Pemerintah Kabupaten Wajo sukses menggelar Upacara Peringatan Hari Kebangkitan Nasional (Harkitnas) ke-118 tahun 2026 di halaman Kantor Bupati Wajo, Rabu (20/5)

LINTASCELEBES.COM WAJO — Pemerintah Kabupaten Wajo sukses menggelar Upacara Peringatan Hari Kebangkitan Nasional (Harkitnas) ke-118 tahun 2026 di halaman Kantor Bupati Wajo, Rabu (20/5). Mengusung tema “Jaga Tunas Bangsa Demi Kedaulatan Negara”, peringatan tahun ini menitikberatkan pada urgensi perlindungan dan penguatan generasi muda di tengah masifnya tantangan transformasi digital.
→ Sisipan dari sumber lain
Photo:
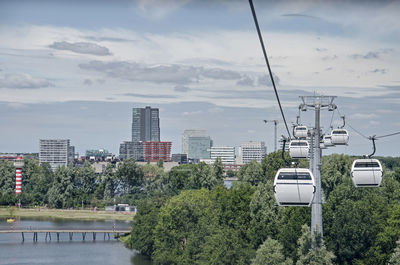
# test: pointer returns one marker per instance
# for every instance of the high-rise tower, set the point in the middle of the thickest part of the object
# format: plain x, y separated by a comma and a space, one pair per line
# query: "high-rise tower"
145, 124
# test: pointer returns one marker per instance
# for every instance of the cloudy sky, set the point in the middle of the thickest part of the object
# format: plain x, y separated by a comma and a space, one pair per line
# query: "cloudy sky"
75, 69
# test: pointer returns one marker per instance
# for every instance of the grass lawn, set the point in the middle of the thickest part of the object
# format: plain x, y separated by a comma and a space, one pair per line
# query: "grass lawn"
67, 214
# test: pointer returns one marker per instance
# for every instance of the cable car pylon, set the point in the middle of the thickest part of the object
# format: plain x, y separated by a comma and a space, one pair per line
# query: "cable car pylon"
317, 103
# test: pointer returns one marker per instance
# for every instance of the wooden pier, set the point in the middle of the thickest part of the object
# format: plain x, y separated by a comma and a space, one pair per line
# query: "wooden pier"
48, 232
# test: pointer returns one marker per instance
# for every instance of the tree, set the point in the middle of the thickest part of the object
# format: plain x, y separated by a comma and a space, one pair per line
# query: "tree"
218, 169
270, 253
312, 251
144, 222
130, 177
109, 182
160, 163
335, 168
183, 225
293, 218
352, 220
225, 246
36, 182
61, 190
251, 173
395, 258
265, 215
178, 178
7, 183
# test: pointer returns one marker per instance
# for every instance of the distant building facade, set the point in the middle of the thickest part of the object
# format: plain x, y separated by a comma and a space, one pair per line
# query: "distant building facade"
198, 147
154, 151
56, 152
133, 150
98, 154
180, 158
190, 133
226, 153
145, 124
250, 151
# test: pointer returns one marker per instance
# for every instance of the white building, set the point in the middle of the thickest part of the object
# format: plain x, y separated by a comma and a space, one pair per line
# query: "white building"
249, 151
226, 153
190, 133
54, 151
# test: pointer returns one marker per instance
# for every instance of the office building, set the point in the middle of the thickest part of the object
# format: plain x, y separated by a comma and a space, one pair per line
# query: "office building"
198, 147
98, 154
180, 158
190, 133
154, 151
54, 151
133, 150
145, 124
226, 153
249, 151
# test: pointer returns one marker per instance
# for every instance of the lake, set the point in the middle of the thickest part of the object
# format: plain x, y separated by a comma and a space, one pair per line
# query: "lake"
13, 251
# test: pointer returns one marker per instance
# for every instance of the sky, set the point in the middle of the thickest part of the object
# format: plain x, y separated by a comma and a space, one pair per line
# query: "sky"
75, 69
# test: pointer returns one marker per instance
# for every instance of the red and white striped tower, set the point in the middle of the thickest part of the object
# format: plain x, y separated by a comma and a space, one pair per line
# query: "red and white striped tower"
19, 163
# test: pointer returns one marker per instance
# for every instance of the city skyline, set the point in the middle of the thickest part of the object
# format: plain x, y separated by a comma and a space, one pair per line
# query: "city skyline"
75, 70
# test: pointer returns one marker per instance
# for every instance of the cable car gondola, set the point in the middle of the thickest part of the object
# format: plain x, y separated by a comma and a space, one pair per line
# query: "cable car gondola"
299, 148
294, 187
327, 140
300, 131
339, 136
366, 173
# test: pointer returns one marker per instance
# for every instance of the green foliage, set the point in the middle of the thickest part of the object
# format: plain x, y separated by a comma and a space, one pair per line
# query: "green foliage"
290, 229
311, 251
178, 178
271, 253
335, 168
218, 169
251, 173
395, 258
353, 218
265, 215
7, 183
183, 225
225, 246
61, 189
202, 176
130, 177
144, 222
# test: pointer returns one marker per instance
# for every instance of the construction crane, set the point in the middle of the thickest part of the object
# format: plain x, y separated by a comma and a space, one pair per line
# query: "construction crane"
276, 124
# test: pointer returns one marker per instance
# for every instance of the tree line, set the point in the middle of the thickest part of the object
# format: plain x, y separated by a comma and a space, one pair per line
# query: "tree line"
187, 215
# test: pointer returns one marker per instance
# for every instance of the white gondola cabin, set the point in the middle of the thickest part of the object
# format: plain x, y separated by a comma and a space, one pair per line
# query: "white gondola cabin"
366, 173
294, 187
327, 140
339, 136
300, 131
299, 148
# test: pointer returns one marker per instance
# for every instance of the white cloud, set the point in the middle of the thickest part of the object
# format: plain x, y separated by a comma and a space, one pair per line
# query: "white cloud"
81, 47
364, 116
23, 81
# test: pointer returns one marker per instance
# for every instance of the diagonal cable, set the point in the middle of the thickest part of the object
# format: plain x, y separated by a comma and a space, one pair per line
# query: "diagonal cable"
266, 60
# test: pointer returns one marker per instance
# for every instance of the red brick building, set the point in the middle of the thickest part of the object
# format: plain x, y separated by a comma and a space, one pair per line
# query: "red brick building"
154, 151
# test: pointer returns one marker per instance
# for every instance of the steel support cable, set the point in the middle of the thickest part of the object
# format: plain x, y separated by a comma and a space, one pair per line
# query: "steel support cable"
387, 135
267, 62
366, 137
330, 124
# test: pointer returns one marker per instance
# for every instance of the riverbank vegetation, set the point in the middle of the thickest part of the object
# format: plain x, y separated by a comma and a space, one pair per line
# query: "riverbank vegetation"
65, 214
193, 219
187, 215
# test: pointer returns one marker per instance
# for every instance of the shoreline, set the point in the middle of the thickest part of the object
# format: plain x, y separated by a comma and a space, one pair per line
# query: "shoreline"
89, 215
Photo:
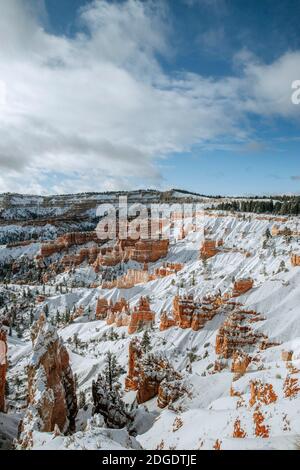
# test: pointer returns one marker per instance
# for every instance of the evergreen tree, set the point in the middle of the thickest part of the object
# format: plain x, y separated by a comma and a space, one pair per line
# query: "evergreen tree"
146, 342
112, 370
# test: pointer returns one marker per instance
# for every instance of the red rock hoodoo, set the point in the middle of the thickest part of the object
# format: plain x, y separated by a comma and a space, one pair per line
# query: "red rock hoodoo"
142, 317
51, 387
147, 372
188, 313
208, 249
242, 286
142, 251
236, 334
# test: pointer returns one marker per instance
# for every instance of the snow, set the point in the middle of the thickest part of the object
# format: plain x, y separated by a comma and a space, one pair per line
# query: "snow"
208, 412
Bertindak sebagai inspektur upacara, Sekretaris Daerah Kabupaten Wajo, Hj. Armayani. Upacara ini diikuti dengan khidmat oleh para pejabat eselon II, III, IV, pejabat fungsional, serta aparatur sipil negara (ASN) dari berbagai Organisasi Perangkat Daerah (OPD) di lingkungan Pemkab Wajo.
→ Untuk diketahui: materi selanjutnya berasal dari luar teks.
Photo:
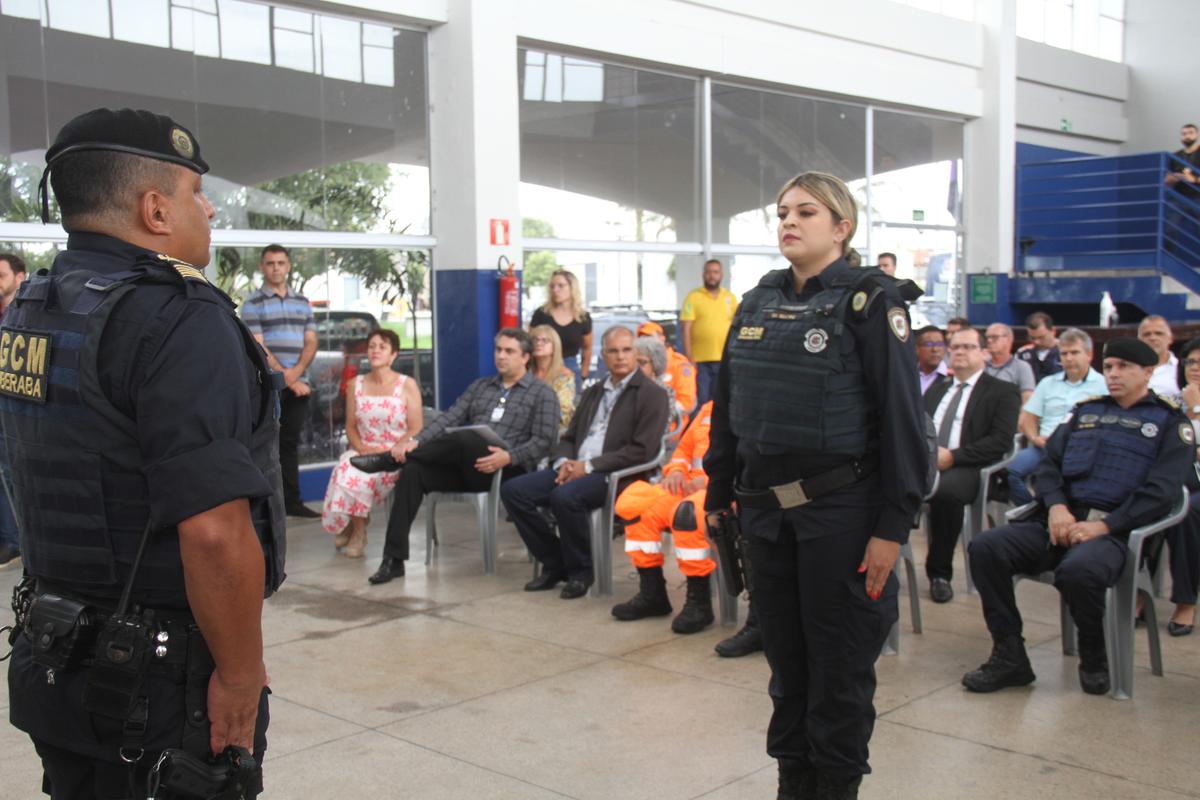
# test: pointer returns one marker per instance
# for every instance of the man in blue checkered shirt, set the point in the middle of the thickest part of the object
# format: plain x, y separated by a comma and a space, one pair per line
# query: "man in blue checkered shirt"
281, 319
Dalam amanatnya, Sekda Wajo membacakan sambutan tertulis Menteri Komunikasi dan Digital Republik Indonesia, Meutya Viada Hafid. Ia menegaskan bahwa esensi kebangkitan nasional pada era modern telah mengalami pergeseran tantangan yang signifikan dibanding masa perjuangan masa lalu.

“Kebangkitan berarti keberanian untuk melepaskan diri dari belenggu ketidaktahuan dan ketertinggalan. Memasuki tahun 2026 ini, tantangan bangsa telah bergeser dari kedaulatan teritorial menuju kedaulatan informasi dan transformasi digital,” ujar Armayani saat membacakan sambutan Menkomdigi.

Lebih lanjut, Armayani menjelaskan bahwa tema Harkitnas tahun ini merupakan refleksi dari komitmen negara untuk mengawal masa depan bangsa melalui penguatan generasi muda. Pemkab Wajo menilai, pembangunan daerah tidak boleh hanya bertumpu pada infrastruktur fisik, melainkan harus diimbangi dengan penguatan karakter dan literasi digital masyarakat.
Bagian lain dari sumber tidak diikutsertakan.